Model Submissions for Ethereum Deep Funding

Hello model builders,

Consider this thread as your home for sharing all things related to your submissions in the deep funding challenge giving weights to the Ethereum dependency graph

In order to be eligible for the $30,000 prize pool, you need to make a detailed write-up of model submissions. You may submit this even after June 30th 2025, once the deadline for the contest is over. However, it needs to be submitted before prize distribution is finalized. Another $20,000 is kept aside for community members that improve the design of the competition, as suggested here.

We will give additional points to submissions with open source code and fully reproducible results. We encourage you to be visual in your submissions, share your jupyter notebooks or code used in the submission, explain the difference in performance of the same model on different parts of the ethereum graph and share information that is collectively valuable to other participants.

Since write-ups can be made after submissions close, other participants cannot copy your methodology. You can take cues for writeups from other competition we have held and also get some inspiration for baking your own model.

The format of submissions is open ended and free for you to express yourself the way you like. You can share as much or as little as you like, but you need to write something here to be considered for prizes.

More details at deepfunding.org

Good luck predictoooors

7 Likes

Quantifying Contributions of Open Source Projects to the Ethereum Universe

Overview

Ethereum, as a decentralized and rapidly evolving ecosystem, is built on the back of countless open-source projects.
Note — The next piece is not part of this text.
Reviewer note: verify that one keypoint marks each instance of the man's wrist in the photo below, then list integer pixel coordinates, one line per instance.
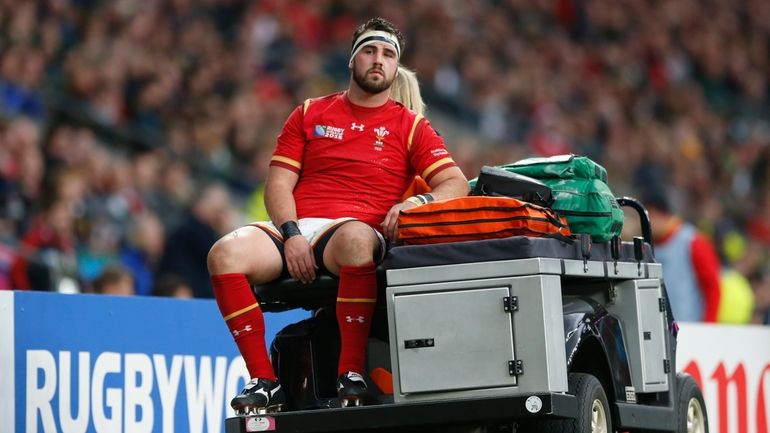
(421, 199)
(289, 229)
From core protocol implementations and smart contract frameworks to tooling, middleware, and developer libraries, the growth of the Ethereum universe is directly tied to the strength and progress of its open-source foundation.

Despite this, there is currently no widely adopted method to quantitatively evaluate the impact of individual open-source projects within Ethereum. This lack of visibility impairs the ability of stakeholders—including the Ethereum Foundation, DAOs, developers, researchers, and funders—to identify which projects are truly foundational and deserving of support, auditing, or recognition.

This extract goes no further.